A North Carolina Baptist minister arrested last week for alleged sexual exploitation of a minor now faces a federal indictment stemming from an ongoing joint investigation by local authorities and the FBI.
The Wilson Times, a daily newspaper serving Wilson County, North Carolina, since 1896, reported Friday that an unsealed federal indictment handed down Wednesday in Texas charges 33-year-old Daniel Franklin Heath with coercion and enticement.
Heath, a master-of-divinity graduate of Campbell University Divinity School, resigned last Tuesday evening as associate pastor of First Baptist Church in Wilson, just as church leaders were becoming aware of his arrest earlier in the day on a state charge of first-degree sexual exploitation of a minor.

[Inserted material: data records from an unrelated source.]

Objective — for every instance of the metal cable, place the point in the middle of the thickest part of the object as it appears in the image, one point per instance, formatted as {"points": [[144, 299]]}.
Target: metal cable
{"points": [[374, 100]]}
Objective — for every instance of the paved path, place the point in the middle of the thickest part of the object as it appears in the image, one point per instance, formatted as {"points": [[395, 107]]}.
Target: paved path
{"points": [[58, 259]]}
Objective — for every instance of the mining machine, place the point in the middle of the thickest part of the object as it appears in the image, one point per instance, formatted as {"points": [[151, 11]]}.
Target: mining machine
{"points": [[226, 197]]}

Heath, who served at the Cooperative Baptist Fellowship-affiliated congregation for 10 years, appeared in court Friday on a warrant accusing him of enticing an unidentified 16-year-old girl to produce child pornography.
Henry Skinner, First Baptist’s deacon chair, told The Wilson Times the church wanted to convey “our deep concern for the victim or victims and their families in this matter.”
“We are keeping them, though unknown at this time, in our thoughts and prayers,” Skinner said.
The indictment out of U.S. District Court for the Eastern District of Texas Sherman Division alleges that Heath used a cellphone to coerce a minor to “engage in sexually explicit conduct for the purpose of creating a visual depiction of such conduct, knowing that such depiction would be transmitted in interstate and foreign commerce.”
Federal authorities say the activity lasted from December 2017 until a month ago. If convicted on the federal charge, Heath could face 10 years to life in prison.
The Wilson Times said Heath also served as a volunteer coach in the city’s youth baseball program prior to his arrest.
The Houston Chronicle and San Antonio Express-News recently published a series of investigative reports documenting widespread allegations of sexual abuse by clergy and volunteers in the Southern Baptist Convention, with 47,000 churches the nation’s second-largest faith group behind Roman Catholics.
The smaller Cooperative Baptist Fellowship, numbering around 1,800 churches, formed in the 1990s in a split from the Southern Baptist Convention over doctrinal differences including women’s equality.
Recently the CBF, in conjunction with Baptist Women in Ministry, produced resources to help equip churches to prevent sexual misconduct by clergy.